Reuters reported that the cryptocurrency community in Singapore are preparing themselves for more bankruptcies and legal tussles while the Monetary Authority of Singapore (MAS) would be less accommodating to crypto firms from here on out.
The article said that MAS previously had a welcoming approach and it enabled firms from China and India to be a part of the cryptocurrency industry in Singapore.
According to a senior technology sector lawyer at Ashurst, Hoi Tak Leung, MAS will likely be imposing more stringent policies on cryptocurrency and digital assets after the recent events.
KPMG previously reported that investments in Singapore’s crypto and blockchain companies saw an increase to US$1.48 billion last year, a rise by 10 times its previous year. In Asia Pacific, Singapore accounted for almost half of the region’s total crypto investments in 2021.

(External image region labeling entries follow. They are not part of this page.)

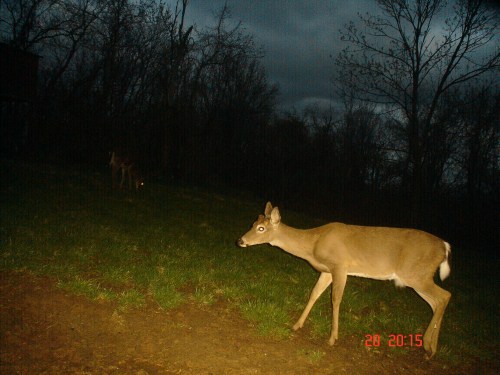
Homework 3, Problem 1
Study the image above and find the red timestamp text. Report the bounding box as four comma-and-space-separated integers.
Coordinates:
364, 333, 423, 347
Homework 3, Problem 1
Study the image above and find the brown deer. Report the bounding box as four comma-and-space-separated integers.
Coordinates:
238, 202, 451, 359
109, 151, 144, 190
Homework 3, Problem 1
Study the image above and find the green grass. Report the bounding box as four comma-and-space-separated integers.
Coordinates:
0, 161, 499, 370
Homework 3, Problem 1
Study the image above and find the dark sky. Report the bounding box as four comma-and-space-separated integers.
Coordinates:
168, 0, 498, 111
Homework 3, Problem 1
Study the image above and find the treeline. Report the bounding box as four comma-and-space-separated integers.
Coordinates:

Prior to the recent events, the regulators at MAS expressed they wish to encourage crypto-related services. This was in stark contrast to China that banned cryptocurrencies, while India’s tax imposed on crypto crippled trading. In Hong Kong, its rules and policies were also limiting cryptocurrency investments to professionals.

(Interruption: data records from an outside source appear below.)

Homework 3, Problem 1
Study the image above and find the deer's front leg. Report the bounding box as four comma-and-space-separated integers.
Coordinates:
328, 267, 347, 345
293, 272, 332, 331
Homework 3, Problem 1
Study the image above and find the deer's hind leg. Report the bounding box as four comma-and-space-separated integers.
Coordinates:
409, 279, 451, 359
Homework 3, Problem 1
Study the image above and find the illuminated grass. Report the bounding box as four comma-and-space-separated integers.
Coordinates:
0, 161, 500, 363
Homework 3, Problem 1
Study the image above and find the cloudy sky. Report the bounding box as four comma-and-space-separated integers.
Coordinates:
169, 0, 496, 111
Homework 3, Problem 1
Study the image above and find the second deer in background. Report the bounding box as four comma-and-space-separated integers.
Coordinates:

In the year 2020, MAS received over 150 applications from crypto companies looking to get a crypto payment licence. However, only a handful have received one.
Inconsequentially, the overall industry in Singapore looks murky following the collapse of 3AC. After the worldwide decline in the digital currency market, the company was unable to meet its commitments worth hundreds of millions of dollars.
On July 12, news broke out that the liquidators of 3AC were unable to locate the cryptocurrency firm founders namely Kyle Davies and Zhu Su.
Uncertainties ahead for the cryptocurrency world
Reuters reports that the ripple effects caused by 3AC’s collapse, along with its ensuing market instability, have been rapid and severe.
In the prior week, a Singapore-based cryptocurrency lending and trading platform known as Vauld, announced the suspension of withdrawals before a rival crypto lender announced plans to acquire Vauld.
Local media in Singapore reported that Mirana, another crypto fund, is suing 3AC in Singapore over their loan agreement although the court filings are not publicly available.
Meanwhile, in the US, the cryptocurrency lender Voyager Digital, had filed for bankruptcy last week. This happened days after 3AC had defaulted on their crypto loan which was worth US$650 million when it was owed.
Additionally, crypto exchanges Genesis and Blockchain.com also declared losses on dealings with the 3AC.
According to Rose Kehoe, managing director in Kroll’s restructuring practice in Singapore, crypto-related businesses are expected to face liquidity challenges and would be utilising Singapore’s mechanism for court protection of companies in restructuring.
She said that the global crypto markets will continue to be affected by the contagion effect brought on by recent market events. It includes the market in Singapore, one of the major cryptocurrency hubs in Asia Pacific.
Other cryptocurrency players are also cautious of how Singapore’s regulators could respond.
“If Singapore chooses a more hawkish approach towards crypto businesses in the future, the other countries in [Southeast Asia] may follow suit,” stated Jeff Mei, chief marketing officer at ChainUp, another crypto company from Singapore.
He added that it could allow for Hong Kong to enter the arena more meaningfully.
Although Reuters said that MAS didn’t offer comments for the subject, it did previously issue a rare public reprimand to 3AC on June 30. The statement said that 3AC had breach fund rules and MAS was reviewing the company on other potential violations.
“I believe [MAS] wanted to send a signal to the sector that 3AC was already on their watch list,” stated Hagen Rooke, a Singapore-based partner at the Reed Smith law firm.
Such misdemeanours would usually be handled with a private wrap on the knuckles, he said.
“The question is whether or not MAS will become even more draconian in its approach to the cryptocurrency sector,” he continued while adding that new rules around crypto lending and borrowing may be one of the regulatory focuses for MAS.